Shamima Begum, who left the UK to join the Islamic State group in Syria aged 15, has a "right to return to Britain", Labour leader Jeremy Corbyn has said.
Ms Begum has had her UK citizenship revoked by Home Secretary Sajid Javid - a move Mr Corbyn said was "extreme".
The leader of the opposition told ITV News the 19-year-old should return to the UK to face questioning.
Ms Begum told Sky News on Thursday she was "willing to change" and called for "mercy" from British politicians.
UK nationals can only have their citizenship revoked if they are eligible for citizenship elsewhere.
It is thought Ms Begum could be a Bangladeshi citizen because her mother is believed to be one.
However, Bangladesh's ministry of foreign affairs has said Ms Begum is not a Bangladeshi citizen and there was "no question" of her being allowed into the country.
Mr Corbyn, who is currently in Brussels to discuss his Brexit proposals, said: "She obviously has, in my view, a right to return to Britain.
"On that return she must obviously face a lot of questions about everything she has done and at that point any action may or may not be taken.
"But I think the idea of stripping somebody of their citizenship when they were born in Britain is a very extreme manoeuvre indeed.
"Indeed, I questioned the right of the home secretary to have these powers when the original law was brought in by Theresa May when she was home secretary."

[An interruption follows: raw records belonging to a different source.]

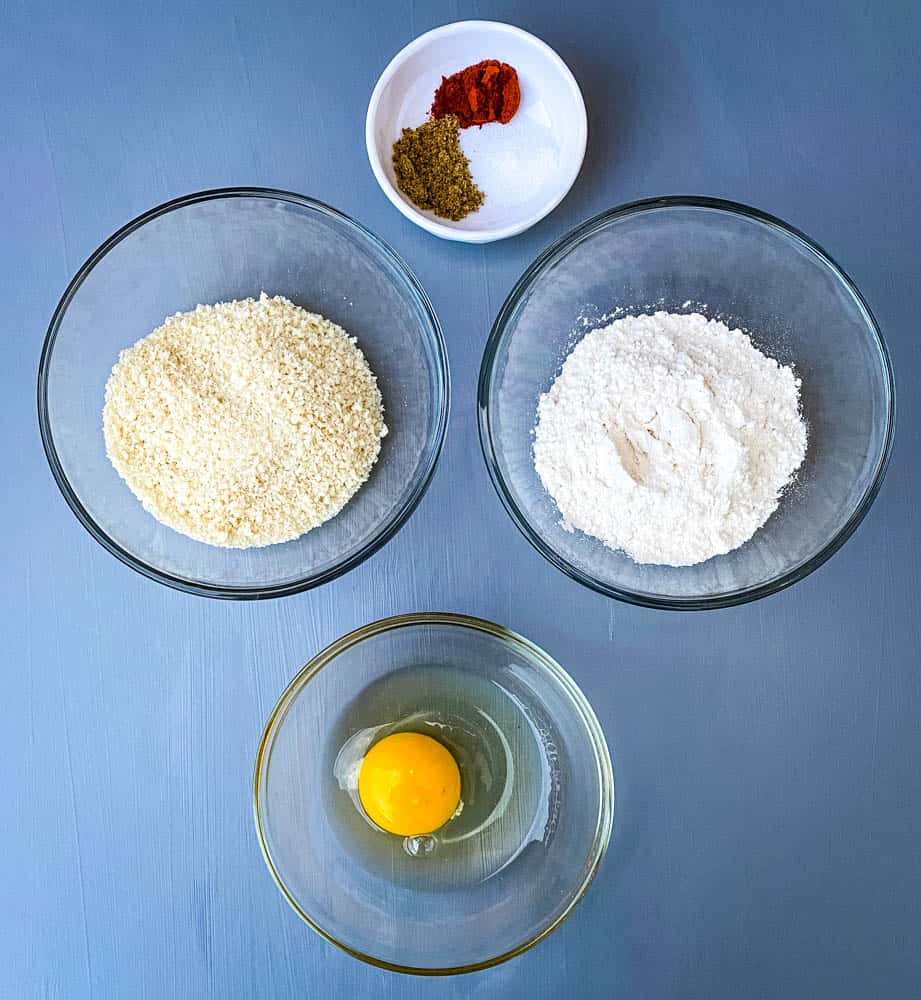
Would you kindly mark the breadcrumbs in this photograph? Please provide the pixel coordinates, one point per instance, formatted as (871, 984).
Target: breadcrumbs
(244, 423)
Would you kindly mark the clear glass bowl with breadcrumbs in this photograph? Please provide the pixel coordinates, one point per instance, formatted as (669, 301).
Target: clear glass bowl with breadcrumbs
(755, 273)
(218, 246)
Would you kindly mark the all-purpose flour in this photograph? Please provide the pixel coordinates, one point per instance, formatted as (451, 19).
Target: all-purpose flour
(669, 436)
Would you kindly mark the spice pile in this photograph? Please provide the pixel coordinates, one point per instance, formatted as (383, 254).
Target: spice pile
(430, 166)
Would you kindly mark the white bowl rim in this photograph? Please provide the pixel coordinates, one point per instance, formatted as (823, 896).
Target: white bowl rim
(482, 235)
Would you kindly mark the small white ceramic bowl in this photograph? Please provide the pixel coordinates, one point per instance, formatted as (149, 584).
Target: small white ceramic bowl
(526, 167)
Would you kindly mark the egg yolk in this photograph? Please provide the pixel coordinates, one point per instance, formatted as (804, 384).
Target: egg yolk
(409, 784)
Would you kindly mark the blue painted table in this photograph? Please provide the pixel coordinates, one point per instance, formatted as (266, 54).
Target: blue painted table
(768, 829)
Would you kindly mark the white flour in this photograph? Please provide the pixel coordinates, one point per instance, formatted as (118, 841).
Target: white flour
(670, 437)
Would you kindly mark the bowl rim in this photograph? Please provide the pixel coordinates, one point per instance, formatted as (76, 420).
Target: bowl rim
(483, 234)
(556, 251)
(384, 533)
(605, 821)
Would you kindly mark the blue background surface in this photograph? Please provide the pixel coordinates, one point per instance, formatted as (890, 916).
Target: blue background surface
(768, 758)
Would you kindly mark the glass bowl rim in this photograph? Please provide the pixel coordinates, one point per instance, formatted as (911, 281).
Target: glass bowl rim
(382, 535)
(536, 655)
(559, 249)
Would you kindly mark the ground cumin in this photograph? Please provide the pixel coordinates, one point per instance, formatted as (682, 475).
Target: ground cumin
(432, 171)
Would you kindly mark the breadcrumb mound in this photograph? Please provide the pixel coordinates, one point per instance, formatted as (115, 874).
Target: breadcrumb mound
(245, 423)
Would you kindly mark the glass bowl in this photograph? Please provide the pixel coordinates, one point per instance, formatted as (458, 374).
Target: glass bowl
(229, 244)
(468, 904)
(754, 272)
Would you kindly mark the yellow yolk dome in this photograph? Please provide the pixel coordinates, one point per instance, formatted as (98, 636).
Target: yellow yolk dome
(409, 784)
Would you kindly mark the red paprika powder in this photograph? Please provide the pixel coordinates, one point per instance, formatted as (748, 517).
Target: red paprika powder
(486, 92)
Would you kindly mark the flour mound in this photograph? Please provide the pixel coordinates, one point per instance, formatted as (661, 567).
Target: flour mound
(669, 437)
(244, 423)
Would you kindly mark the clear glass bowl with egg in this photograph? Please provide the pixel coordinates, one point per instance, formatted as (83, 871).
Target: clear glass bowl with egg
(753, 272)
(527, 836)
(217, 246)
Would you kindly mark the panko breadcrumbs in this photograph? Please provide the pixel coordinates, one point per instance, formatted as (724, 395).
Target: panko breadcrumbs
(244, 423)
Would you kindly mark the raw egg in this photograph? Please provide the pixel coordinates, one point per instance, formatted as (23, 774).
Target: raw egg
(409, 784)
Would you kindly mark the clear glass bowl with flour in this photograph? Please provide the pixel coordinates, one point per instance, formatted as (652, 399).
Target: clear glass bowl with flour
(219, 246)
(753, 273)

Mr Javid has defended the move, which followed a debate over whether the teenager should be able to return to the UK after she was found in a Syrian refugee camp.
Ms Begum, who left east London in 2015, said she never sought to be an IS "poster girl" and now simply wished to raise her child quietly in the UK.
The home secretary said he would not leave an individual stateless, which is illegal under international law.
But the Begum family's lawyer Tasnime Akunjee, who is preparing an appeal, has said he is considering whether she has been left stateless.
Ms Begum gave birth to a boy in a Syrian refugee camp at the weekend, who the home secretary has suggested could still be British, despite the removal of Ms Begum's citizenship.
"Children should not suffer. So, if a parent does lose their British citizenship, it does not affect the rights of their child," he told the Commons.
Mr Akunjee told the Guardian he planned to travel to the Syrian refugee camp "as soon as possible" to ask for Ms Begum's consent to bring her newborn son back to Britain, while her legal case is resolved.
"We can't do anything against her will, so I would hope that I would be able to outline the options for her, explain things to her," he said.
But Ms Begum told Sky News her son was unwell and she would not allow him to travel to the UK without her.
Ms Begum has previously said she had two children who both died.